A new report commissioned by German operator body the Deutsche Sportwettenverband (DSWV) has claimed that a turnover tax levied on betting shops by local authorities across the country contravenes federal law.

The report argues that the local authority tax, which ranges from between 3% to 5% of turnover, means shops are taxed twice, as they also pay a 5% tax on stakes under the federal Rennwett- und Lotteriegesetz.

Its author, Director of the Institute for Economic and Tax Law at the University of Augsburg, Professor Gregor Kirchhof, said that this meant betting shops were effectively taxed twice on the same source of income. Kirchhof also noted that the two taxes were even calculated in the same way.

This, he said, meant that the local authority tax on betting shops amounted to a breach of the non-equivalency rule. This dictates that taxes levied by a municipality cannot be set on activities that are already taxed at a federal level. Therefore the local betting shop taxes are unconstitutional.

Furthermore, he notes that a local excise tax must measure the actual costs the customer incurs that relate directly to the local municipality.

Currently municipalities in Nordrhein-Westphalen, Baden-Württemberg and Hesse are taxing shops based on customer stakes. This, Kirchhof noted, is based on a 2017 ruling by the Federal Administrative Court that said the previous local authority tax on betting shop floor space was unconstitutional.

“With a brief note saying that a tax on wagers is ‘workable and appropriate’ the court has caused municipalities to breach the constitution,” he said. “The mention [of wagers as a basis for tax] is only briefly mentioned, not substantiated, and its constitutionality is not discussed.”

As a legally sound alternative to a turnover-based tax, he suggests that betting shops could pay a fixed rate based on the time each customer spends in the shop to watch live broadcasts of sports. Kirchhof said it is common for local consumption and excise taxes to be set at fixed rates whereby a lump sum is paid for a certain activity.

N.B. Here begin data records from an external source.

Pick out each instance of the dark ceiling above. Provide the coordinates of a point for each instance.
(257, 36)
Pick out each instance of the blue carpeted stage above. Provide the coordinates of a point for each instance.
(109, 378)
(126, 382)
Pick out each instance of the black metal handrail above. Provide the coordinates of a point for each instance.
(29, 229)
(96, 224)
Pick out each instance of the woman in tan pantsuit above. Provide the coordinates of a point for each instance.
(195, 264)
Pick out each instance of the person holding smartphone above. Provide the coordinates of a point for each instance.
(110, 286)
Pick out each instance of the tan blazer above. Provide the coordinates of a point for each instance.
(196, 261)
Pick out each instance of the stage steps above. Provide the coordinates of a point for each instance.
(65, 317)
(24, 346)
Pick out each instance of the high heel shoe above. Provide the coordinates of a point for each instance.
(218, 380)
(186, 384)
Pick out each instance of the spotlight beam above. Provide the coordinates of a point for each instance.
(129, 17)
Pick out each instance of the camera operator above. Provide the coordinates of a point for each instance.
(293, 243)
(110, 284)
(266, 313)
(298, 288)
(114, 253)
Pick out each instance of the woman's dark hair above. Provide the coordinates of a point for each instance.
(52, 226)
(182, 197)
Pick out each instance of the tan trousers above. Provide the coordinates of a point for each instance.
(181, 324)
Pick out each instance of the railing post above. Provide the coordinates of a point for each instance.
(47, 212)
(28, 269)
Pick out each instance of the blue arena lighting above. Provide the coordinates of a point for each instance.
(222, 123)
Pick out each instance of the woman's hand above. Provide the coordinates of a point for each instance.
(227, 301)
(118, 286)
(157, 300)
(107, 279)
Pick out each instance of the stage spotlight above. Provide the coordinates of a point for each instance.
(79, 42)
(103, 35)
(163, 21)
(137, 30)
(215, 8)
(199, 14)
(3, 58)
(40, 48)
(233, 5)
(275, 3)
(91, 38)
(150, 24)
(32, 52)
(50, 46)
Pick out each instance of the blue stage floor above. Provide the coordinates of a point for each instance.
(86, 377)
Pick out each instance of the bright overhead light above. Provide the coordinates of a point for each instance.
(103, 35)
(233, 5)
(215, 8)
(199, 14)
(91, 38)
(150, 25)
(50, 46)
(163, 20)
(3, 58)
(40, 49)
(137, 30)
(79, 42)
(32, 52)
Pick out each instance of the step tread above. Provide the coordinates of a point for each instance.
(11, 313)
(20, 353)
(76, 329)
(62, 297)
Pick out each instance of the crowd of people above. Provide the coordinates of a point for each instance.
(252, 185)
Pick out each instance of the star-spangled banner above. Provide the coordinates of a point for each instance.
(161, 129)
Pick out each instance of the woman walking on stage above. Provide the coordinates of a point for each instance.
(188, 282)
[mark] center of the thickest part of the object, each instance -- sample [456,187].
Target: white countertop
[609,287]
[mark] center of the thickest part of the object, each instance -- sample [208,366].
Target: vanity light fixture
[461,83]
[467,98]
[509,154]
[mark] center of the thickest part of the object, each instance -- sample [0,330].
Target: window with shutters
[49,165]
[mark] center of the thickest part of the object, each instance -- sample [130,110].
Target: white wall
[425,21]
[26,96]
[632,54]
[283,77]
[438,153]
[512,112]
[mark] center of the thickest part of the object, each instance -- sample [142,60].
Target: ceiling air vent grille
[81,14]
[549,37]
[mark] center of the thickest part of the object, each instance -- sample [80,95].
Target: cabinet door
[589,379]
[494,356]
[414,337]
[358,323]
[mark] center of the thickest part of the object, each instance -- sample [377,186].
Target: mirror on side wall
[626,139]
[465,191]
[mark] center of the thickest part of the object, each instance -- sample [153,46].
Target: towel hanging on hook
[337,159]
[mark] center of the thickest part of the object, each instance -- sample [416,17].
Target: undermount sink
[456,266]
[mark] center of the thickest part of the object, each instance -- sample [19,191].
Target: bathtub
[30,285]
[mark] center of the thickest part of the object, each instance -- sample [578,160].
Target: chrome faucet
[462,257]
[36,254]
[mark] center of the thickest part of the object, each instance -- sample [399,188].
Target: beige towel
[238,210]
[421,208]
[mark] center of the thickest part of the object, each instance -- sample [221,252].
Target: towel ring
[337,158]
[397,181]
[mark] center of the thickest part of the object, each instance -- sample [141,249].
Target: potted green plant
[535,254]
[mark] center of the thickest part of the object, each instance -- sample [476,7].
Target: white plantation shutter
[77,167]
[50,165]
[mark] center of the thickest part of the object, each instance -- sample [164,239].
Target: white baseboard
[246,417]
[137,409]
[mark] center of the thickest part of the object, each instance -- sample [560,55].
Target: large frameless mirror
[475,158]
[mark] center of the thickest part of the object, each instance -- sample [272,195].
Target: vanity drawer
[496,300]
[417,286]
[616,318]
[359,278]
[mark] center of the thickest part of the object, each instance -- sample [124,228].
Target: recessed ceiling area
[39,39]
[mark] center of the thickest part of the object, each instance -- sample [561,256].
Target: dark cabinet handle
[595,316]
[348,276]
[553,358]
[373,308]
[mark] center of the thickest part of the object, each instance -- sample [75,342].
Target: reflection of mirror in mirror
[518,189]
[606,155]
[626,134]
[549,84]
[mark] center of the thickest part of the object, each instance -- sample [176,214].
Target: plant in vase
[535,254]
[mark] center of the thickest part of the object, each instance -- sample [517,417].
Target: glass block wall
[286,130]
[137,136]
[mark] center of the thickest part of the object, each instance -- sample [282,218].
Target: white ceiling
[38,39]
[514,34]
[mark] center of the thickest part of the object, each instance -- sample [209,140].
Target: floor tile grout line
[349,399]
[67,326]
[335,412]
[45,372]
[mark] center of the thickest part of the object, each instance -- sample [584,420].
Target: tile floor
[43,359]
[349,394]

In Berlin, for example, citizens must pay an annual tax of €120 per year if they have a dog.

DSWV president Mathias Dahms said that Kirchhof’s findings showed there was an urgent need for change if local municipalities wanted to avoid refunding large sums to betting shop operators.

“The DSWV would like to enter into dialogue with the municipalities over a new betting tax on a legally viable basis that will aid both parties, by ensuring tax revenues for the authorities and a fair rate for betting operators,” he said.

Dahms highlighted the fragility of the current turnover-based tax system by pointing out that Administrative Court of Minden in Nordrhein-Westphalen recently annulled a 3% turnover tax set by the city of Bielefeld on betting shops.